The ECHA makes those data public, but not in a format that allows computers to easily analyse them. So, in 2014, Hartung’s team extracted the available data into a machine-readable database. This led to a legal dispute between Hartung and ECHA, because the agency said the study details belonged to the companies that conducted the tests. In 2017, Hartung agreed not to publish his own database. The ECHA also released key study outcomes — but not all data — in a separate public file.
Using the read-across method, Hartung’s software compares a new chemical to closely related compounds and assesses the probability of toxic effects by reference to the properties of these known chemicals. Effectively, says Hartung, the software mimics how a toxicologist would size up a new chemical but in automated fashion.

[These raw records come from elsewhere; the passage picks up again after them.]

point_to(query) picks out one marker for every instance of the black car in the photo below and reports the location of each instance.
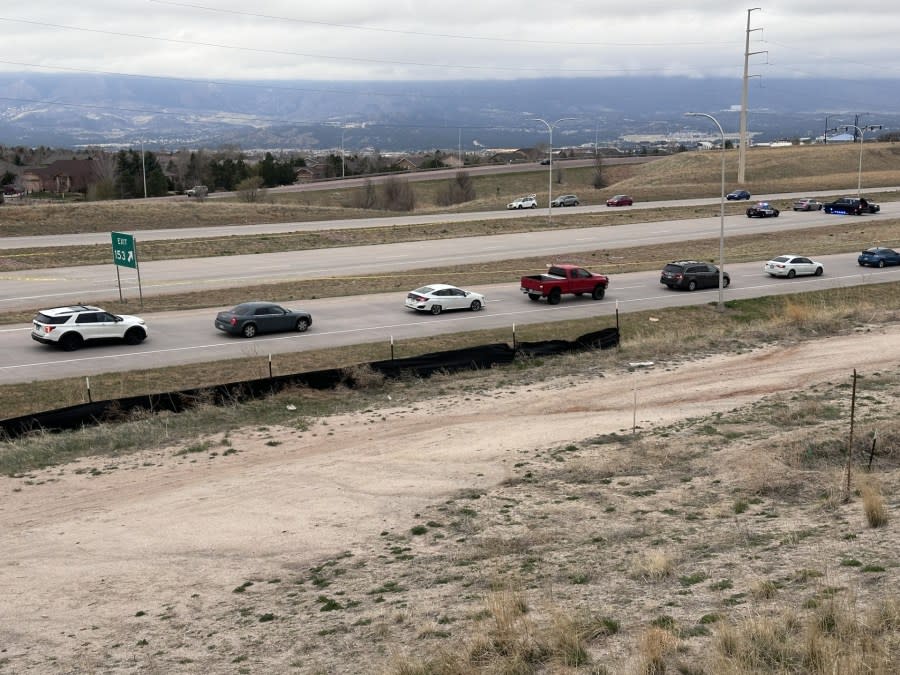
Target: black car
(691, 275)
(737, 194)
(878, 256)
(762, 210)
(853, 206)
(565, 200)
(251, 318)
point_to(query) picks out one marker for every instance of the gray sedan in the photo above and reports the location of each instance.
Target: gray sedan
(251, 318)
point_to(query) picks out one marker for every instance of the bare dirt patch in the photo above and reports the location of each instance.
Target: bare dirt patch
(362, 542)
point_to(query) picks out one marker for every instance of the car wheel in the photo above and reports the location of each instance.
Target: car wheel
(70, 342)
(134, 336)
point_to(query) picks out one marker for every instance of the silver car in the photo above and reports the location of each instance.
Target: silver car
(791, 266)
(807, 204)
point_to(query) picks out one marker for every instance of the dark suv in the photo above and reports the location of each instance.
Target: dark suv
(854, 206)
(691, 274)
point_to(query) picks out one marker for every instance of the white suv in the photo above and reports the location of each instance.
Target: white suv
(70, 327)
(527, 202)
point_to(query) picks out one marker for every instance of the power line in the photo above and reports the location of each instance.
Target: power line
(353, 59)
(452, 36)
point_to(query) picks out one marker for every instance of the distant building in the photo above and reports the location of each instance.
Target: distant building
(63, 175)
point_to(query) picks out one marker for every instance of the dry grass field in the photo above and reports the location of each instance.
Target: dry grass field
(571, 516)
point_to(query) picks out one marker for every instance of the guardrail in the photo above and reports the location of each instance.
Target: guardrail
(425, 365)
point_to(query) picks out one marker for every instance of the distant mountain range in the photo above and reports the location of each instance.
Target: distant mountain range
(73, 110)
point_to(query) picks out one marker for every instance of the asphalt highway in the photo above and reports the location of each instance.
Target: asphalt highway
(189, 337)
(65, 285)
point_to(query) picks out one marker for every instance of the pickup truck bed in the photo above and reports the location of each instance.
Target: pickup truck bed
(561, 280)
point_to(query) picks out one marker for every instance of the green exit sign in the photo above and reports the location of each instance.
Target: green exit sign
(124, 254)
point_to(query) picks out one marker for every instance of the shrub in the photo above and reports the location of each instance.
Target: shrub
(873, 505)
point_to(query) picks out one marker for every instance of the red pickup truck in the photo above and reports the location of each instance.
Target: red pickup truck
(561, 279)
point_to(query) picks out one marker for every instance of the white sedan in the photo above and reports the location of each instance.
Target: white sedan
(791, 266)
(436, 298)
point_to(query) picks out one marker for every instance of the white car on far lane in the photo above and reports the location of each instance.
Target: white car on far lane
(526, 202)
(791, 266)
(436, 298)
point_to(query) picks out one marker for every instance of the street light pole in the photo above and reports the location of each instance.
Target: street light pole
(550, 127)
(721, 305)
(862, 132)
(144, 169)
(825, 136)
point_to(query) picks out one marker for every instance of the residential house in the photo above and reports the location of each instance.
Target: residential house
(63, 175)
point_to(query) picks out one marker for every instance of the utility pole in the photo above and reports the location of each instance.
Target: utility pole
(744, 141)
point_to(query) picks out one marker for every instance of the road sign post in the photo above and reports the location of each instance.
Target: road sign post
(125, 255)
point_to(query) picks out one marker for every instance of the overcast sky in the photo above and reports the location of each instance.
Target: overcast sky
(466, 39)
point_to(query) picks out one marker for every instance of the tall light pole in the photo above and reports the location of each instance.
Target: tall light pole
(862, 132)
(143, 169)
(721, 305)
(827, 129)
(550, 127)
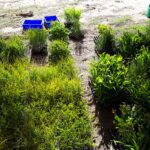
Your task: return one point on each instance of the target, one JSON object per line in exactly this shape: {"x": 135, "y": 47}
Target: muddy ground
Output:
{"x": 118, "y": 13}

Hartung’s database analysis also reveals the inconsistency of animal tests: repeated testing of the same chemical can give different results, because not all animals react the same way. For some types of toxicity, the software therefore provides more-reliable predictions than any individual animal test, he says. “This couldn’t have been done five years ago. Chemical regulation has pushed out to the public a tremendous amount of toxicology and physical performance data,” says Craig Rowlands, co-author on the latest paper and scientist at Underwriters Laboratories, a US safety-science firm in Northbrook, Illinois that is commercializing the software.
Hartung and other co-authors consult for the firm, and receive shares of its profits; although the underlying database has been shared with other researchers and government agencies who have asked for it, Hartung says.
Other researchers and firms are developing machine-learning algorithms, too, although they have not published papers about their work. And chemical-safety agencies are paying close attention. In April, the Interagency Coordinating Committee on the Validation of Alternative Methods, which is developing methods to replace animal-safety testing on behalf of 16 US government agencies, invited dozens of academic and commercial research groups to the National Institutes of Health (NIH) in Bethesda, Maryland. There, each team used its own software to predict ‘lethal-dose’ toxicity for 40,000 chemicals previously tested on rats.
Combining the best software (including Hartung’s) produced a consensus computational model that “performed just as well as the animal tests”, says Nicole Kleinstreuer, who coordinated the exercise and develops alternative toxicity-testing methods for the US National Toxicology Program in Durham, North Carolina. Later this year, the US Environmental Protection Agency (EPA) plans to release the consensus model online for free download.
US agencies are particularly keen to promote non-animal testing methods, after historic 2016 legislation gave the EPA the authority to insist that chemicals be proven safe before they go on the market. Last month, the EPA published a strategic plan to promote animal-free testing methods, including software.
In the EU, the ECHA has also encouraged companies to avoid animal tests by using read-across and methods based on analysis of lab cells where possible, says Mike Rasenberg, head of computational assessment at the agency.
The new paper is “a good initiative”, Rasenberg says, but “scientifically, there is a lot of work to be done”. He adds: “No one wants animal tests, but we can’t yet do all toxicology with a computer.”